L’immigrazione verso gli Stati Uniti non ebbe particolari restrizioni e regolamentazione dei flussi durante l’era pionieristica. Soltanto a partire dal 1875 si cominciò a disciplinare l’ingresso nel paese escludendo alcune categorie di persone come indigeni, anarchici e comunisti, arrivando al 1882 al Chinese Exclusion Act, che non permetteva l’accesso nel paese ai cittadini proveniente dalla Cina.
Nonostante in alcuni periodi il fenomeno migratorio per gli Stati Uniti era regolamentato, un fenomeno che è da sempre esistito in alcuni paesi a confine è quello dell’Immigrazione clandestina. Questo fenomeno ebbe un forte sviluppo a partire dagli anni Sessanta del Novecento, soprattutto dall’America centrale e dai Caraibi. Infatti, questo fenomeno concerne essenzialmente paesi come Messico, El Salvador, Guatemala, Honduras, Cuba e Porto Rico. Verso la fine degli anni Novanta si raggiunse il piccolo di ingressi non regolari negli Stati Uniti, mentre oggi si contano oltre 11 milioni di clandestini nel paese.
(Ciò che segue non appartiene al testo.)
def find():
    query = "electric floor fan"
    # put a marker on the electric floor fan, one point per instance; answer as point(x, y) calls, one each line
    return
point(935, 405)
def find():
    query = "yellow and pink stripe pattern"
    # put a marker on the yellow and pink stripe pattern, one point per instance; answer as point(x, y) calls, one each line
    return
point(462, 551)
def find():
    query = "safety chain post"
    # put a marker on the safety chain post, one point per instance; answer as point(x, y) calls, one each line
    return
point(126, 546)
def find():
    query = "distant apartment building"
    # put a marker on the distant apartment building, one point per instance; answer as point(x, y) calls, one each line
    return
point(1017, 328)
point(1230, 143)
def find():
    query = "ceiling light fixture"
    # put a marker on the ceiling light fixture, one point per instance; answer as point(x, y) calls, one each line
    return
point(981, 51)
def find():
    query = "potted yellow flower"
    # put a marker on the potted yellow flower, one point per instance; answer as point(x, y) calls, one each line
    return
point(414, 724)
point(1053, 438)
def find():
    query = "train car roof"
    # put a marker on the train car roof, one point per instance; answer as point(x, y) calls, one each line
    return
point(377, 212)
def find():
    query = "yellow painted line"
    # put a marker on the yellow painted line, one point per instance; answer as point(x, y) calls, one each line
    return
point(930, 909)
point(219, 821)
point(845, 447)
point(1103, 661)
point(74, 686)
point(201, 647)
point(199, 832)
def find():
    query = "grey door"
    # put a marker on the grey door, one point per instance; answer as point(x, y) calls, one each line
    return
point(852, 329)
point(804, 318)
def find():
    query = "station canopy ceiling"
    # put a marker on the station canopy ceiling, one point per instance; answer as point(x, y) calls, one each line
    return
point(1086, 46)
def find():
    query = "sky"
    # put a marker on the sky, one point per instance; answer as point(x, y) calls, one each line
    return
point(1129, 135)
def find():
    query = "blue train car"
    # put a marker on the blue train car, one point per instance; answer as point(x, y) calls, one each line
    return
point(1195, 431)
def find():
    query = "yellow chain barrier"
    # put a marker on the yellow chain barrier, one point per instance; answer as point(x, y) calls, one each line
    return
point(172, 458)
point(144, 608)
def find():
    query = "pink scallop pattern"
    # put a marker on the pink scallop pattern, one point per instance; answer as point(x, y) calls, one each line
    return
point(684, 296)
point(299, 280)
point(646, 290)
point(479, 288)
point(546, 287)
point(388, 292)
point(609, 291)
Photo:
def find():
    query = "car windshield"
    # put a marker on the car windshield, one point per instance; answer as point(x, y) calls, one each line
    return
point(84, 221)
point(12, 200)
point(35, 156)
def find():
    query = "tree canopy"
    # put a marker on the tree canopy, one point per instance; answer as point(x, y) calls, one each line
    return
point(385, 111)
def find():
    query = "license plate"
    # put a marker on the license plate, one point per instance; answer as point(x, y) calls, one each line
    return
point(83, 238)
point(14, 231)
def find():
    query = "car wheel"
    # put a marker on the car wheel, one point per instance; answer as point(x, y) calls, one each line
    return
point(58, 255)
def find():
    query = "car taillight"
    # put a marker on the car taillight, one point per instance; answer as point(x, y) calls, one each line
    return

Per contrastare tale fenomeno, è stata realizzata e finalizzata nel 1994 la costruzione di un muro a confine tra gli Stati Uniti ed il Messico, volto al contenimento dei clandestini da quest’ultimo. La costruzione del muro ebbe inizio nel 1990 sotto la presidenza di George H. W. Bush, partendo dall’area di San Diego, in California ed estendendosi, solo il primo tratto, per 22.5 chilometri, lungo il confine San Diego – Tijuana. La costruzione del muro continuò con le successive amministrazioni che si sono susseguite alla guida del paese. Infatti, nel 1994, durante la presidenza di Bill Clinton la barriera venne sviluppata ulteriormente sul confine degli stati della California, del Texas e dell’Arizona. Nel 1996, l’amministrazione Clinton varò una legge dal nome Illegal Immigration Reform and Immigrant Responsability Act, con la quale venivano autorizzate nuove porzioni di muro al confine e rafforzare quelle già esistenti.
Nel 2006, il Secure Force Act, convertito in legge da George W Bush, ha autorizzato e finanziato in parte il prosieguo dei lavori per il prolungamento del muro di 1.25 km lungo il confine messicano. Tali reti di finanziamenti sono continuate fino ad arrivare al 2009, con un muro che si estendeva per oltre 930 km, come riferito dalla US Custom and Border Protection. L’espansione della barriera venne sospesa nel 2010, a causa dei numerosi ritardi e delle maggiori spese rispetto a quelle che erano state preventivate originariamente.
La costruzione, o meglio una maggiore espansione del muro per combattere l’ingresso clandestino su suolo americano, divenne un argomento perno della campagna presidenziale del 2016 da parte del candidato Donald Trump. Durante la sua campagna elettorale, il Tycoon annunciò di voler potenziare il muro al confine tra Stati Uniti e Messico, ribattezzandolo il “Muro di Trump”, promettendo di estenderlo di ulteriori 500 miglia. Pochi giorni prima aver prestato giuramento, il presidente Trump firmò un ordine esecutivo che ordinava formalmente di predisporre dei prototipi per l’estensione del muro. Nel febbraio 2019 lo stesso Trump dichiarò lo stato di emergenza, sostenendo che la situazione al confine con il Messico era una questione di crisi nazionale, soffermandosi sulla necessità di maggiori risorse per la costruzione di tale muro.
A gennaio 2021, il muro raggiunge una lunghezza totale di circa 1.000 km.
Mentre la retorica politica e giornalistica si focalizzava sui benefici che l’espansione del muro a confine tra i due paesi avrebbe portato per cercare di disincentivare l’immigrazione clandestina. Questo non è avvenuto. Anzi, la frontiera tra USA e Messico è varcata ogni anno da oltre cinquecentomila migranti, che sfidano disastri naturali e altre peripezie andando, inoltre, incontro alla morte. Oggi, il numero delle vittime è in gran parte collegate al clima, al livello dei corsi d’acqua. Tutto questo viene fatto con la speranza che non si incontri la polizia di frontiera.
Coloro che decidono di attraversare il confine Usa – Messico affrontano tutto questo, in cerca di una vita migliore, delle maggiori opportunità e di realizzare i loro sogni.